Closed g2des closed 4 years ago
Attempted linear regression model using meta data features on new data set using: follower_count title_len content_len day of week is weekend title_polarity title_subjectivity content_polarity content_subjectivity Media outlet
Yielded following results: Mean Absolute Error: 125.01026896269398 Mean Squared Error: 232115.21050582628 Root Mean Squared Error: 481.78336470433084
Clearly linear regression is doing conservative estimates
TODO: 1.) See what features are actually good predictors of max_retweets (PCA) 2.) Turn problem into multi-class classification problem using ranges of tweets 3.) Remove US News 4.) Eventually incorporate textual features from content and title
Created multi-class classification problem using 4 different class values (based on quantiles).
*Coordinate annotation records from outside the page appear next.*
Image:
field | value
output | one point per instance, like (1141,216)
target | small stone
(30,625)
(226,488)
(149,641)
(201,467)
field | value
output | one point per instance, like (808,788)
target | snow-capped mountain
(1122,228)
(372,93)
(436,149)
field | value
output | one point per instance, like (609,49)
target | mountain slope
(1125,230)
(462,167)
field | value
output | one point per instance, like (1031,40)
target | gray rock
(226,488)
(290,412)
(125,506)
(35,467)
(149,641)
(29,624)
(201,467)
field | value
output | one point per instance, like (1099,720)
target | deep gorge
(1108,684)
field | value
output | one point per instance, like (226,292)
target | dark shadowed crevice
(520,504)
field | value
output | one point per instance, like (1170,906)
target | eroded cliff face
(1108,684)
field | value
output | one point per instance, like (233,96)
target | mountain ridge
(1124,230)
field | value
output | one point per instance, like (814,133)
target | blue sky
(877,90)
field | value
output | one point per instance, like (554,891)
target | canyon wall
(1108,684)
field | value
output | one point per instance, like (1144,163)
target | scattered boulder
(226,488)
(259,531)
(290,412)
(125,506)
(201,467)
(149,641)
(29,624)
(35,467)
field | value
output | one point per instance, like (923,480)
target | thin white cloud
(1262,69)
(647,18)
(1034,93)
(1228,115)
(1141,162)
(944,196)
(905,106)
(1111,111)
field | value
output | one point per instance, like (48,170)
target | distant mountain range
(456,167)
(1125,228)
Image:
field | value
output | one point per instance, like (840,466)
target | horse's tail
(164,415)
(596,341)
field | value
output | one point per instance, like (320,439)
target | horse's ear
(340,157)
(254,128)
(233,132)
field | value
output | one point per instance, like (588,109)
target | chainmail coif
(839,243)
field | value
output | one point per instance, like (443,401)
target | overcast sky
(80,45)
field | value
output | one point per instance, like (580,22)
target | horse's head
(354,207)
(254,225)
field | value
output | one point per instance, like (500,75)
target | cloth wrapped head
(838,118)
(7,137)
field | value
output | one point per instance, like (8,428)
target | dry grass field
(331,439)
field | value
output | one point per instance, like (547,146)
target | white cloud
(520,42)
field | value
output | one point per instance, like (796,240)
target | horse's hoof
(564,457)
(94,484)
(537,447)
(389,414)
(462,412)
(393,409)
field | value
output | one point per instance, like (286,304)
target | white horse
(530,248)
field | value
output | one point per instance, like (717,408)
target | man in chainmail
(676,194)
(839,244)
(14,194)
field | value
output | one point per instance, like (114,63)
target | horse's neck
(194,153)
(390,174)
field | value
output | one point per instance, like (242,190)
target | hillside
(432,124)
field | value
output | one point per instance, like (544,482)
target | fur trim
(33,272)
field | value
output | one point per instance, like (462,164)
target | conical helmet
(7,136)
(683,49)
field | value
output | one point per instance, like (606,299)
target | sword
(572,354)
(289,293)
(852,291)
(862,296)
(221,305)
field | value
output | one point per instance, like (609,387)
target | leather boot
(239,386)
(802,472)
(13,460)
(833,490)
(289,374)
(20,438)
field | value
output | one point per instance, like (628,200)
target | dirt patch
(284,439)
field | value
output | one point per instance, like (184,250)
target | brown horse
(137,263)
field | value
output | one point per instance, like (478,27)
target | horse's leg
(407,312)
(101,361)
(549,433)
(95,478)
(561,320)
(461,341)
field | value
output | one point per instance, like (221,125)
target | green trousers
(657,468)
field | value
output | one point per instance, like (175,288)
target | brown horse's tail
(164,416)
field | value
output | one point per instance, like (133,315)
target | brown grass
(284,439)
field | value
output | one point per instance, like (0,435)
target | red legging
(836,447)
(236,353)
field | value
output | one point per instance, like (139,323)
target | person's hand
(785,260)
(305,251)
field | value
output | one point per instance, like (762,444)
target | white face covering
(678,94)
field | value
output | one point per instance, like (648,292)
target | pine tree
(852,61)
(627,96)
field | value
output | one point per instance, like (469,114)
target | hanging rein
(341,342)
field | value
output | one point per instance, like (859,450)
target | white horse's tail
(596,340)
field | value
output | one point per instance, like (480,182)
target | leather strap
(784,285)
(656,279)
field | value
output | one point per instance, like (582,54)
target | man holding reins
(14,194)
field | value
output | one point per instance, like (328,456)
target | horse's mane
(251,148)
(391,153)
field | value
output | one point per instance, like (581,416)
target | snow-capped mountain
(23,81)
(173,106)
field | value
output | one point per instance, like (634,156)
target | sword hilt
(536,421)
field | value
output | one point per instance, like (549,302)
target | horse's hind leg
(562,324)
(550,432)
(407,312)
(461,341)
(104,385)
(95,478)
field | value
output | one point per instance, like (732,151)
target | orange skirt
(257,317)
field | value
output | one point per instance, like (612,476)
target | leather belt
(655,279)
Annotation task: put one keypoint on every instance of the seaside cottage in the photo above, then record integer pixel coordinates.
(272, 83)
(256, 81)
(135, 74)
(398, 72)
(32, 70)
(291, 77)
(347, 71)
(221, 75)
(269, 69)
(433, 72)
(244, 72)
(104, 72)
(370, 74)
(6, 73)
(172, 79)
Trained LSTM on content+title using word2vec . Accuracy achieved was only 37%, but RMSE was 0.8, which is not too bad. Trained RNN on metadata, was able to achieve 45% accuracy using all metadata features extracted, did not calculate RMSE yet.
TODO: 1.) Play around with how classes are defined. Maybe using quantiles is not the right way to go. 2.) Try a regression problem on the LSTM/RNN models and see what the RMSE is. 3.) Try to incorporate both metadata features and textual features somehow.
Played with how class values are decided. Decided to ty some arbitrary values (0-500, 501-1000, 1001-5000, >5000). Used a weighted random sampler to take care of class imbalance. After 150 epochs, (content+title, no punc), LSTM was performing w/ 84-85% accuracy and ~0.70 RMSE.
This is good because this model can be used on unpublished articles since no metadata features were used.
Also tried to do a regression problem with the LSTM model, but it only yielded an RMSE of 1.102 (this was with using classes labeled by 4 quantiles).
Baseline models are completed. Milestone V will consist of tuning and combining models created in Milestone IV.
Closing this issue for now.
This is for training baselines on the new dataset.